Kerberos Support for On-prem Kerberized Oracle databases

[aadishsanghvi]

Describe the Feature

I am trying to use this adapter to connect to my Oracle database which only supports kerberos for authentication and username/password is not supported. Can we please add this feature to the adapter or show me how to leverage this if already implemented ?

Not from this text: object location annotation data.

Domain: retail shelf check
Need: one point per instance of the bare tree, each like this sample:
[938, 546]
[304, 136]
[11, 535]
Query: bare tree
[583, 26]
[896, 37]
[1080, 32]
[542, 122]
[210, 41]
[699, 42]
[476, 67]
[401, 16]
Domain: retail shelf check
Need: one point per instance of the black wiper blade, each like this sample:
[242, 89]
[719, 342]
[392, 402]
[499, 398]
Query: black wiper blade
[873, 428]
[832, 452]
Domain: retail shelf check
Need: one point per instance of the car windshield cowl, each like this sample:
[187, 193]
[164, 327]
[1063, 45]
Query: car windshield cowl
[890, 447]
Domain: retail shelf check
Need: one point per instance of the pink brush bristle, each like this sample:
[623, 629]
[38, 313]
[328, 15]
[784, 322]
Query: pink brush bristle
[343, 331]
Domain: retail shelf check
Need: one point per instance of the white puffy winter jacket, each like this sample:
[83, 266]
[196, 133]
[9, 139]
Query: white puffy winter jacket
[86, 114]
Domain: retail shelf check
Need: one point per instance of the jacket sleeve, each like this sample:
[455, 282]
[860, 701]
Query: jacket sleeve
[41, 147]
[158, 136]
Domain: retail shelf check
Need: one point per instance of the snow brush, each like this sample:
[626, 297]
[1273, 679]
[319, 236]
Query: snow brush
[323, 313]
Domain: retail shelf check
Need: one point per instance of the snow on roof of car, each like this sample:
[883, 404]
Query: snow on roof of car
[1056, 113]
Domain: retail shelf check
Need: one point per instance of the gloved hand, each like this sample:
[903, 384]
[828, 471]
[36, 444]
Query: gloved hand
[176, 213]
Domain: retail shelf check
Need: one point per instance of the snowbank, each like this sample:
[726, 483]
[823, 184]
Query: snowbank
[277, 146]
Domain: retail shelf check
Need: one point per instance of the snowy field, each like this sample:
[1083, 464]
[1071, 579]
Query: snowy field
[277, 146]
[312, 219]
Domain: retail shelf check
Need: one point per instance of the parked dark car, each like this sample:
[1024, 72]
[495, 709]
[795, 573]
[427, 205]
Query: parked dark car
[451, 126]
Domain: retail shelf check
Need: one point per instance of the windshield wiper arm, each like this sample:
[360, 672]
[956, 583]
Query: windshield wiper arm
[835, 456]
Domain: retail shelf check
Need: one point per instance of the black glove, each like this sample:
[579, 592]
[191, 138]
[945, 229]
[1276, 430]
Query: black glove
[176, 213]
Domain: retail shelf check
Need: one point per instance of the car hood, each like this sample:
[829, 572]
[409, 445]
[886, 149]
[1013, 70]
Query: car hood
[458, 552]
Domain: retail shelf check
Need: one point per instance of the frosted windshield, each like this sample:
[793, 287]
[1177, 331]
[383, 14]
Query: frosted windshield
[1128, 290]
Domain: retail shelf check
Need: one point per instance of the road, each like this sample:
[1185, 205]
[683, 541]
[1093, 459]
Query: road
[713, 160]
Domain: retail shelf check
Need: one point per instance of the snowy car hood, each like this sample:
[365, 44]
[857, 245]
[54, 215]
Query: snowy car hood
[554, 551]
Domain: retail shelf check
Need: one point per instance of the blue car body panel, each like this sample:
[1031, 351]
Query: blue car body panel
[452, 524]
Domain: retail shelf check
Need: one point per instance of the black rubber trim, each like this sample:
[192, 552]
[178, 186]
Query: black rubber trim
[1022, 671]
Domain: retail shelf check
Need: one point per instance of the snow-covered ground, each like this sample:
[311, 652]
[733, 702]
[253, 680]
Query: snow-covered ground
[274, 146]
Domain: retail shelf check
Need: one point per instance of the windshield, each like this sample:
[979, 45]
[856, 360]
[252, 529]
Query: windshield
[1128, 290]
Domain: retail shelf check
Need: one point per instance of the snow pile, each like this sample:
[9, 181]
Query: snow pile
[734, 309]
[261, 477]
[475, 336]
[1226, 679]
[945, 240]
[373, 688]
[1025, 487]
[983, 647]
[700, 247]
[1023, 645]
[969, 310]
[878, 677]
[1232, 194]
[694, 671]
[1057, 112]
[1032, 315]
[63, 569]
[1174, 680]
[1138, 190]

Describe alternatives you've considered

No response

Who will this benefit?

All users of a kerberized Oracle database

Anything else?

No response

[aosingh]

We are investigating this. We use python-oracledb as the underlying database driver. So, any external authentication method needs to be supported by the driver

[aadishsanghvi]

As I understand python-oracledb does support kerberos auth in thick mode

[aosingh]

@aadishsanghvi

Could you let me know how do you connect to Oracle Database using SQLPlus and Kerberos Authentication ? I am interested in understanding the SQL net configuration used. Also, have you tried the thick mode ?

I am trying to setup Kerberos instance to test the setup but that might take a few days.

[aadishsanghvi]

I am not sure about sql plus. but I have an oracle instance which supports only kerberos authentication, I was able to connect to it using cx_Oracle which is also a python library very similar to python-oracledb, this requires an instant client which has a sqlnet.ora file configuration pointing to the location of your krb5.conf file and the keberos credential cache file, then you use the drivers provided by the cx_oracle and define your instance's dsn etc etc.

[aosingh]

@aadishsanghvi

I know of cx_Oracle and python-oracledb. Could you share the code using cx_Oracle to connect using Kerberos ?

[aadishsanghvi]

Hi Sorry for the delay.

firstly make sure you have a thick client installed on your system, then add a sqlnet.ora file with following configs in this directory of your client - oracle_client_21_basic\instantclient_21_9\network\admin

config of sqlnet.ora
SQLNET.AUTHENTICATION_KERBEROS5_SERVICE = oracle
SQLNET.AUTHENTICATION_SERVICES= (KERBEROS5)
SQLNET.KERBEROS5_CC_NAME = ${KRB5CCNAME} // credential cache
SQLNET.KERBEROS5_CONF = ${KRB5_CONFIG} // krb5 config
sqlnet.kerberos5_conf_mit=true

set the env variable ORACLE_HOME= oracle_client_21_basic\instantclient_21_9

python set up-

ORA_SRVR = <your_host_name>'
ORA_PORT = '<port_number>'
ORA_SRVC = '<service_name>'

DB_DSN = cx_Oracle.makedsn(ORA_SRVR, ORA_PORT, service_name=ORA_SRVC)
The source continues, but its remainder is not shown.